On the provincial Mormon

The provincial Mormon is the antithesis of the rounded Mormon.  The latter seeks for a universal perspective; the former, like most narrow perspectives, is utilitarian.

I encounter provincial Mormons regularly; interviews for Temple recommends are one of the settings in which it happens.  Before the questions there’s the small talk.  “What do you do for a living?” has always been, without fail, the catalyst for the provincial.  See, I am not a doctor.  Not an engineer. Not a lawyer.  Not in business.  Not a consultant.  Nothing computer related.  Not an administrator.  Don’t own/work/farm land.  I work in a humanities-type field; my degrees are in the same type of field.  Super not practical.  Soon as I share this with the interviewer, who invariably occupies one of the above career fields (like most in positions of leadership within Mormonism) the tone of the interview changes.  Long story short, it’s disapproval.

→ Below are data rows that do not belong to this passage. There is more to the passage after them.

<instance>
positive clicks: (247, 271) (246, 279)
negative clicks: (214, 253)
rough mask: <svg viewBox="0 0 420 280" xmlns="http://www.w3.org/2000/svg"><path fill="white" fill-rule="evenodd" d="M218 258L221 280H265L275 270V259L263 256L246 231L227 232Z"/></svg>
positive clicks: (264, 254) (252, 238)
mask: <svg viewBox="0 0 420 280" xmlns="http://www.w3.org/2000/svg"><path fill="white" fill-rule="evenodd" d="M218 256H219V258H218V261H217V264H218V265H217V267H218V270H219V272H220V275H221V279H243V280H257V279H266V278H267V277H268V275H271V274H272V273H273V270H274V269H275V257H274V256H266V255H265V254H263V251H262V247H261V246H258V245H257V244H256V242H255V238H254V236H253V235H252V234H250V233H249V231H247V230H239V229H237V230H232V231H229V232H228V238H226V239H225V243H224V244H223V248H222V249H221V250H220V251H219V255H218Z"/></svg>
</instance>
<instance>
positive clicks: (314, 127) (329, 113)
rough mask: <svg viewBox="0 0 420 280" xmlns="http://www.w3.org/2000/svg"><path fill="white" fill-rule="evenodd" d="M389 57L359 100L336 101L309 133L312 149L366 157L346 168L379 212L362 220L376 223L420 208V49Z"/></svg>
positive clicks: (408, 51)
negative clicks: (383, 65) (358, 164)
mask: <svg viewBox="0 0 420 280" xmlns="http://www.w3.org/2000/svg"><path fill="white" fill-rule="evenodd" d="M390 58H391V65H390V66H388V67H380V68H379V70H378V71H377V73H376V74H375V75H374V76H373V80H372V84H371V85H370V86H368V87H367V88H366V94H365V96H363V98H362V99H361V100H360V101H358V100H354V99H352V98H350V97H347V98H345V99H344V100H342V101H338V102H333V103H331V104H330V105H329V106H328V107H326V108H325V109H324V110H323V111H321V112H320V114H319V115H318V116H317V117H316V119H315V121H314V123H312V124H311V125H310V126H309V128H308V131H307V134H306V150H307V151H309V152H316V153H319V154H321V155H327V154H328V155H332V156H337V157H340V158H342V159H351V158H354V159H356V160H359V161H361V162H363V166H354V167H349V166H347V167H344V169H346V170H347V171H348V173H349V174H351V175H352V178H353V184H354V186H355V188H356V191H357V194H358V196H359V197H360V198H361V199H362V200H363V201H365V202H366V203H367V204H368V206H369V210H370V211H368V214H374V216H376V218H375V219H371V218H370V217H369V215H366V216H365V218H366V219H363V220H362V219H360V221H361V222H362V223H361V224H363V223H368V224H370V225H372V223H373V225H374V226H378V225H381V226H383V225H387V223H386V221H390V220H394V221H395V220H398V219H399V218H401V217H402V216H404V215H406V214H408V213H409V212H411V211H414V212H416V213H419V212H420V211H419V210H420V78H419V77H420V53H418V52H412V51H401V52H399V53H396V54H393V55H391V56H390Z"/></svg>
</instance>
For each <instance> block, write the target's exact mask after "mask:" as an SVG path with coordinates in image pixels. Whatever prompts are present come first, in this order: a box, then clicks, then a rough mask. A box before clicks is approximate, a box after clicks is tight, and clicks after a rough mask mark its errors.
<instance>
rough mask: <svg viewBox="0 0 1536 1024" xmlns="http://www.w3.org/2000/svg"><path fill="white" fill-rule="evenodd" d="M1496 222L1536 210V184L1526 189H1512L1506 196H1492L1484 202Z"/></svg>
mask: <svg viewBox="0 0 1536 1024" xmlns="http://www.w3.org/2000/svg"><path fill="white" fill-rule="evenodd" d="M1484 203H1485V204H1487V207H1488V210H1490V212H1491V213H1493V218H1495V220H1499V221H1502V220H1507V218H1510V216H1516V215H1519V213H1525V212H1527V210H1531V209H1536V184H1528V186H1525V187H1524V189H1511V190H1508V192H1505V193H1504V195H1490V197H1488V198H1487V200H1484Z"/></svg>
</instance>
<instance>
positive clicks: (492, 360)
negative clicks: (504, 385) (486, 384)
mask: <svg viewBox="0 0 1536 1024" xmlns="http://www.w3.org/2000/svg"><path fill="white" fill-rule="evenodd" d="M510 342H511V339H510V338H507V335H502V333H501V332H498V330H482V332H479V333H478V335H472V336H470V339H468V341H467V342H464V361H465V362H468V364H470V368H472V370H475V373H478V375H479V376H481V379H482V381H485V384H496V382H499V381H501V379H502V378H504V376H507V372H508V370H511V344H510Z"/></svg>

As the provincial Mormon is utilitarian, any career path that does not yield 6 figures is derided, seen as a waste.  “Well, what are you gonna’ do with that?” is the catchphrase.  I am interested in wide reading and original languages.  This is an outgrowth of my religion.  It helps me to see the Gods (we have Heavenly Parents, already).  Ironically, the provincial’s money-minded career is most likely an outgrowth of faith as well.  Families, communities, religious institutions–you name it–all have fiscal requirements in civilized society in order to survive.  It is noble and godly to provide.  I can acknowledge that, even though it is not how I have chosen to interpret what a fruitful expression of the faith is in terms of proper employment.  The provincial, however, refuses to consider the approach of others.  Sees anything different as irresponsible and/or heretical.  It’s frustrating to deal with and makes me want to respond in kind.  I could ask the interviewer why money matters so much.  Could point out that, as per Mormon Temple Liturgy, over-reliance on money is essentially satanic.  The interviewer would then misdiagnose me as a threat and withhold access to the Temple.  So I don’t.  I quietly receive criticism of my life’s work that secures an honest living for me and my family.

There are a lot of directions in which this post could go.  We could discuss the inordinate power of local leaders; Mormon culture’s disdain for the humanities; the cultural insularity of certain (geographical) echelons of Mormons; the loathesomeness of good ole boy systems; the recent (and growing) concern over closed-door interviews; jerks; the practically-fatal pitfalls before any society sufficiently disinterested in the humanities, etc.

What needs to understood is that the provincial Mormon sees things in term of “us vs. them” which is uniquely antithetical to the best parts of Mormonism.  The rounded Mormon strives to embrace and embody the universalism promulgated by Joseph Smith.